This culture seems bent to the will of a liar. Jesus knows who he is. Calls him what he is. “He was a murderer from the beginning, and has nothing to do with the truth, because there is no truth in him. When he lies, he speaks out of his own character, for he is a liar and the father of lies” (John 8:44).
The father of lies comes often to our door. He doesn’t have to work very hard. He hisses, we listen. We listen because he appeals to our selfish desires. “Do this one thing and find happiness.” Or, “Determine what will make you happy and don’t let anything get in your way.” Believing the lie, we trip over ourselves to step into God’s place or, if we acknowledge Him at all, declare that He’s not relevant to our happiness.
The liar stood often before a woman named Traudi. But, to her last breath, she testified that God was not only real, but the very Source of her happiness. No matter what. In all circumstances. Whenever I think of Traudi, I am encouraged in my own battle with the lie. Traudi taught me that happiness isn’t what we create. It doesn’t come when our will is done. Happiness is often a surprise. What we least expect. A peace in the midst of a storm. Traudi appeared to have so little in life, yet so much spilled from hers to others. If ever I’ve seen anyone’s well replenished in the midst of drought, it was Traudi’s.

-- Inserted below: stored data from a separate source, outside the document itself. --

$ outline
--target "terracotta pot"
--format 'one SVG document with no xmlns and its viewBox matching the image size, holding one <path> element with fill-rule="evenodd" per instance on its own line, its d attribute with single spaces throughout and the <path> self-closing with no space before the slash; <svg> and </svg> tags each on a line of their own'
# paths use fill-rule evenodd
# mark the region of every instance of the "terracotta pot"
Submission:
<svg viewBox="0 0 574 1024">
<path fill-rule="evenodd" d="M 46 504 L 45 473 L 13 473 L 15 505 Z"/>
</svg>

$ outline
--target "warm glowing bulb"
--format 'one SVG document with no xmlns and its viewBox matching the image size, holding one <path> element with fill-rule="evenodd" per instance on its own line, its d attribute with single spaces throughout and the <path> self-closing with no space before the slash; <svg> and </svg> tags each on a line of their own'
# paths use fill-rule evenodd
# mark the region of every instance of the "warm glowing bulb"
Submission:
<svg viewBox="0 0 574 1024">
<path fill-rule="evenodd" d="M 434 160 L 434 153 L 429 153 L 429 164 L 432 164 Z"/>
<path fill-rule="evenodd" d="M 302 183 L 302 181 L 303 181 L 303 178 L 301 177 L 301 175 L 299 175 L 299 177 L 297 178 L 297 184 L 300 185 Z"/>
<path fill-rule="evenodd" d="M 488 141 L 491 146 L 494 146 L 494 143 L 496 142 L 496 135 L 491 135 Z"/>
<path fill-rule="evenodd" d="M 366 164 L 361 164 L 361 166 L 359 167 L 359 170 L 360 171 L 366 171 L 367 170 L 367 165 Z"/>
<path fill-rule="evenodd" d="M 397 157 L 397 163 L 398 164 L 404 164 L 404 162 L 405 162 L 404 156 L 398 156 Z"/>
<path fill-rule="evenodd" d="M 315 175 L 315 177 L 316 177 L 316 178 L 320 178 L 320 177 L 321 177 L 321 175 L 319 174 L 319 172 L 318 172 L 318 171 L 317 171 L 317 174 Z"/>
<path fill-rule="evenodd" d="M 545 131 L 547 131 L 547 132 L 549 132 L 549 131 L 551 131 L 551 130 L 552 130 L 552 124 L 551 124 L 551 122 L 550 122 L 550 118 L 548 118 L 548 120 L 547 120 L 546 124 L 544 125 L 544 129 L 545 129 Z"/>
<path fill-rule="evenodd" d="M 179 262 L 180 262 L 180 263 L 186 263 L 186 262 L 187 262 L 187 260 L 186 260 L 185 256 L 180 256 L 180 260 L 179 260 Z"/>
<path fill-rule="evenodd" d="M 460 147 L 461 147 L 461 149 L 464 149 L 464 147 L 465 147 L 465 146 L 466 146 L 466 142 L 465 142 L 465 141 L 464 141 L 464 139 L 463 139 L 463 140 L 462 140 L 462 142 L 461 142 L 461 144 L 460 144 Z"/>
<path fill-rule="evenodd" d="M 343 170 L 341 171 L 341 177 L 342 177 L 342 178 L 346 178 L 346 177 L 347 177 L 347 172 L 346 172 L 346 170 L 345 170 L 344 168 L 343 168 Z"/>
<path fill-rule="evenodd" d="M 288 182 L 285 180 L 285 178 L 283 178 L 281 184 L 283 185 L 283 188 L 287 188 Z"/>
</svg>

Traudi was a young girl in pre-war Austria. She grew up in a culture that believed it could find happiness if certain people were removed. She and I once compared The Holocaust to legalized abortion. I asked, “How could you and your family allow neighbors to be taken away to be murdered?” Her answer was sobering. When the lie is told often enough and we believe our happiness is at stake, “we blame those who might steal it away and do whatever we have to do.”
Traudi admitted being mesmerized by a man who used the lie to his advantage. “I once passed by Adolph Hitler,” Traudi told me. “When I looked him in the eye, I sensed a certain power.” An entire culture, in times of vulnerability, can succumb to the power of the lie. See it as some sort of salvation. Traudi helped me see what even people who call themselves by God’s name are capable of doing. Citizens of Traudi’s beloved Austria re-defined what they considered human and turned their backs on helpless neighbors. Were they so different from the Israelites who failed to trust God and, instead, believed the lie that claimed their firstborn children on the altar of Baal? Did they offer the blood sacrifice of one life so that another’s might be better. Richer. Happier.
The war ended, but Traudi’s trials had just begun. Austria came under Russian control. She and other women her age feared abuse at the hands of immoral conquerors. One day, she met an American soldier who asked her to be his bride. Traudi imagined a happiness beyond her dreams. Go to America? Leave pain and poverty? “Ja! Bitte!” No matter if it meant traveling alone. Her fiance went ahead to tell his parents about her and prepare a home. Traudi arrived in New York frightened and without a penney. No one covered her fare. No one assisted her. And, when she found her way to Iowa, she was rejected by her husband’s family.
The lie came frequently to haunt Traudi. Your happiness, it hissed, is dependent on other people. But, her new American family didn’t like her. Her husband offered little support or encouragement. Their only son broke her heart with his foolish choices. But, I never heard her complain. To this day, I can’t find anyone else who heard her complain. There were so many sad things all around her. But, her well of happiness was never dry.
When cancer invaded her body, she attended to the cares and concerns of others. Once, walking across the street, she was hit by a car and tossed to near death, but she was the one who brightened the days of her visitors. When her only grandchild was torn between divorced parents, Traudi devoted herself to full-time mentoring as well as full days earning the family income. The lie told Traudi to think of herself. But, The Word reminded her that she didn’t have to. Her Robe of mercy was secure.
Traudi helped me understand that happiness does not come when we focus on ourselves. We do not create it, nor do we plan it. We do not demand it from others. It comes to us by surprise. It is, Traudi discovered, all the gifts of the Spirit that come just when we need them. Love. Peace. Patience. Kindness. Faithfulness. Yes, even self-control.
It was my privilege to be mentored by this woman of faith. She’s gone on ahead to pure happiness, but I am left with her example. It serves me well. The lie wants me captive. But, it didn’t hold Traudi. And, because of Christ, it can’t hold me.
Linda,
I thank our good and gracious God for inspiring you to speak His truth. I am tempted to say the world needs this message, but in reality I need this message. May He continue to compel you to write, and the world and I to listen.